= Oodua Peoples Congress =

Nationalist movement in Nigeria

The Oodua Peoples Congress (OPC) is a Yoruba nationalist, regionalist, and vigilante organization in Nigeria.
It is also known as the Oodua Liberation Movement (OLM) or the Revolutionary Council of Nigeria. It is based in southwestern Nigeria and has grassroots support within the Yoruba ethnic community.

==History==
The Oodua Peoples Congress was formed by a group of Yoruba elites and artisans which included Dr. Fredrick Fasehun (founder and its first national leader).

They decided to form an organization to actualize the annulled mandate of Chief Moshood Kashimawo Olawale Abiola, a Yoruba who most people believed to be on his way to winning the presidential election of 12 June 1993, which was subsequently annulled by the military government before vote tallying was complete.
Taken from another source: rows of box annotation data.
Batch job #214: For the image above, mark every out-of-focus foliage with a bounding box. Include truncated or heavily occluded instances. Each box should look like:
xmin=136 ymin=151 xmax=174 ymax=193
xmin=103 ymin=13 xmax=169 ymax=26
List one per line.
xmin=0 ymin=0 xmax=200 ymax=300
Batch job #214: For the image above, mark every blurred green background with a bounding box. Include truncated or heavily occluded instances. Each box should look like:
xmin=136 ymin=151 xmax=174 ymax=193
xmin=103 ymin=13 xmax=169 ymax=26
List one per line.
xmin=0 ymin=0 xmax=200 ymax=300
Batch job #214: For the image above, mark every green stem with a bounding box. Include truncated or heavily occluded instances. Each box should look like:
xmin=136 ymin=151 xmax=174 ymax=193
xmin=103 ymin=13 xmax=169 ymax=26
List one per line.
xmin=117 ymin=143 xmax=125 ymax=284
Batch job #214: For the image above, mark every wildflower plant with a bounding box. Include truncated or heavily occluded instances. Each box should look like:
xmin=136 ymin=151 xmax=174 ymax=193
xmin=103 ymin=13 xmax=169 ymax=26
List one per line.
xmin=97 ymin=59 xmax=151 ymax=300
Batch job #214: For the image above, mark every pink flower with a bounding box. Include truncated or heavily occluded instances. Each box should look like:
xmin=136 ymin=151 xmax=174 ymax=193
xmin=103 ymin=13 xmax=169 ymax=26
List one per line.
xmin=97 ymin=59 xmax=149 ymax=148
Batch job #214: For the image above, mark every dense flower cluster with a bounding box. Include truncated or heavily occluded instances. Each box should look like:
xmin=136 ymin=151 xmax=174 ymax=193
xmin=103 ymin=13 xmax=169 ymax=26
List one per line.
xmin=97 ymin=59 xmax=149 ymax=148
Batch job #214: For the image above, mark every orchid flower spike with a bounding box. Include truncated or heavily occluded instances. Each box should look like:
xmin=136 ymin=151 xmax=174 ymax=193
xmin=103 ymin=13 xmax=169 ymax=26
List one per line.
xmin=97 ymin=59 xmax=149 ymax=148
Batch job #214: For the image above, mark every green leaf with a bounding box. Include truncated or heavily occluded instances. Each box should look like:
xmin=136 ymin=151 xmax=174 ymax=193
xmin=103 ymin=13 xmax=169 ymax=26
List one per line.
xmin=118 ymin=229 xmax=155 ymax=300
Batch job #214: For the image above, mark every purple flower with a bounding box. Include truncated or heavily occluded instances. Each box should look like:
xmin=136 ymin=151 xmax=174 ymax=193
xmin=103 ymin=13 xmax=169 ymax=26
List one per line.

Although the founding president of the OPC was Frederick Fasehun, in 1999 a faction led by Gani Adams broke off from the main organization, but continued usage of the main party's name. Until his death in 2018, Fasehun was widely held by the Yoruba to be the leader of the OPC. He bestowed Ganiu Adams with the title of the National Coordinator in other to bring the factions under one body, while he remained its president and founding father.
In December 1999, the newly formed Arewa People's Congress said it would begin full self-defense training for northern residents in reaction to attacks on Hausas by the OPC.
After Fasehun's death, Oodua People's Congress the factions continued and the Fasheun faction elected a new leader, Prince Oshibote. This was in line with Fasehun's wishes before he died.